The day was dark and growing darker. It looked more like twilight than like midday. The wind blew obscuring curtains of rain across the treacherously wet pavement, and the gray-brown road spray flung up by other traffic hung in the air, a thick and dirty mist.
It seemed almost as if the Pontiac were a tiny vessel sailing through the deep currents of a vast, cold sea, the only pocket of warmth and light within a million miles.
Grace said, “You probably won’t believe what I’ve got to tell you, and that would be understandable.”
“After what’s happened to me today,” Paul said, “I’m ready to believe anything.”
And maybe that’s what the poltergeist meant to do, he thought. Maybe it meant to prepare me for whatever story Grace has to tell. In fact, if I hadn’t been delayed by the poltergeist, I would have left the house before Grace arrived.
“I’ll keep it as simple and straightforward as I can,” Grace said. “But it’s not a simple and straightforward matter.” She cradled her torn left hand in her right hand; the bleeding had stopped, and the cuts were all crusty, clotted. “It starts in 1865, in Shippensburg. The family was named Havenswood.”

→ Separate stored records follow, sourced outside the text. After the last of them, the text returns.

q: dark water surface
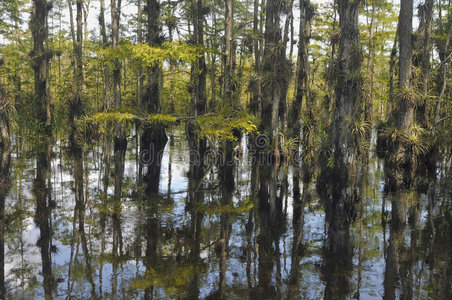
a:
[0,131,452,299]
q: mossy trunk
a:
[0,147,11,299]
[0,84,11,149]
[396,0,414,131]
[110,0,122,109]
[141,0,168,194]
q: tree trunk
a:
[279,0,294,131]
[249,0,262,115]
[0,83,11,149]
[68,0,84,142]
[99,0,111,112]
[262,0,287,143]
[30,0,52,135]
[413,0,433,128]
[111,0,122,109]
[289,0,313,138]
[141,0,168,194]
[190,0,207,116]
[223,0,235,107]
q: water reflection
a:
[0,131,452,299]
[33,137,56,299]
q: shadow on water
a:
[0,130,452,299]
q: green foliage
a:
[196,110,259,141]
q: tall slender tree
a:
[30,0,53,135]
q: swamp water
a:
[0,131,452,299]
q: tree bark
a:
[332,0,362,173]
[111,0,122,109]
[397,0,414,131]
[413,0,433,128]
[289,0,313,138]
[262,0,286,143]
[224,0,235,107]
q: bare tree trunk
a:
[30,0,52,135]
[249,0,262,115]
[435,24,452,126]
[111,0,122,109]
[99,0,111,111]
[262,0,287,143]
[279,0,294,131]
[397,0,414,131]
[289,0,313,137]
[190,0,207,116]
[136,0,143,111]
[68,0,84,143]
[0,83,11,149]
[413,0,433,127]
[223,0,235,107]
[388,23,399,113]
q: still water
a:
[0,130,452,299]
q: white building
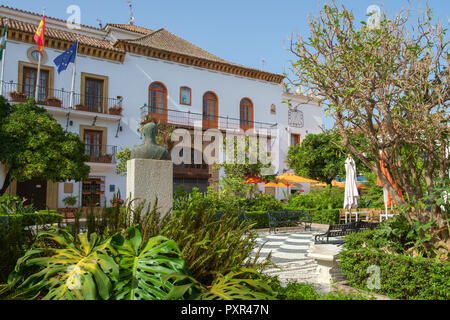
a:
[0,6,322,209]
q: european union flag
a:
[53,40,78,73]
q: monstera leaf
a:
[111,228,192,300]
[8,230,119,300]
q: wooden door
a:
[84,78,103,112]
[22,67,48,102]
[203,92,219,129]
[83,130,103,162]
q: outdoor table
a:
[345,211,369,223]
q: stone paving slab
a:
[253,225,346,293]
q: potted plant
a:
[74,104,89,111]
[98,154,112,163]
[45,97,62,108]
[108,106,123,116]
[63,195,77,218]
[9,91,27,102]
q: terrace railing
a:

Paul glanced her, startled by the name.
She looked straight ahead, at the rain-sodden land through which they were rushing. “The mother was Willa Havenswood, and the daughter’s name was Laura. Those two didn’t get along well. Not well at all. The fault was on both sides, and the reasons for their constant bickering aren’t really important here. What’s important is that one day in the spring of 1865, Willa sent Laura into the cellar to do some spring cleaning, even though she knew perfectly well that the girl was deathly afraid of the cellar. It was punishment, you see. And while Laura was down there in the cellar, a fire broke out upstairs. She was trapped and burned to death. She must have died blaming her mother for putting her in that trap in the first place. Maybe she even blamed Willa for starting the fire— which she didn’t. It was accidentally started by Rachael Adams, Laura’s aunt. It’s even possible that Laura wondered if her mother had started the fire on purpose, just to get rid of her. The child had emotional problems; she was capable of melodramatic notions of that sort. The mother had emotional problems, too; she was capable of inspiring paranoia, for sure. Anyway, Laura died a gruesome death, and we can be pretty certain that her last thought was an ardent wish for revenge. There was no way she could have known that her mother perished in that fire, too!”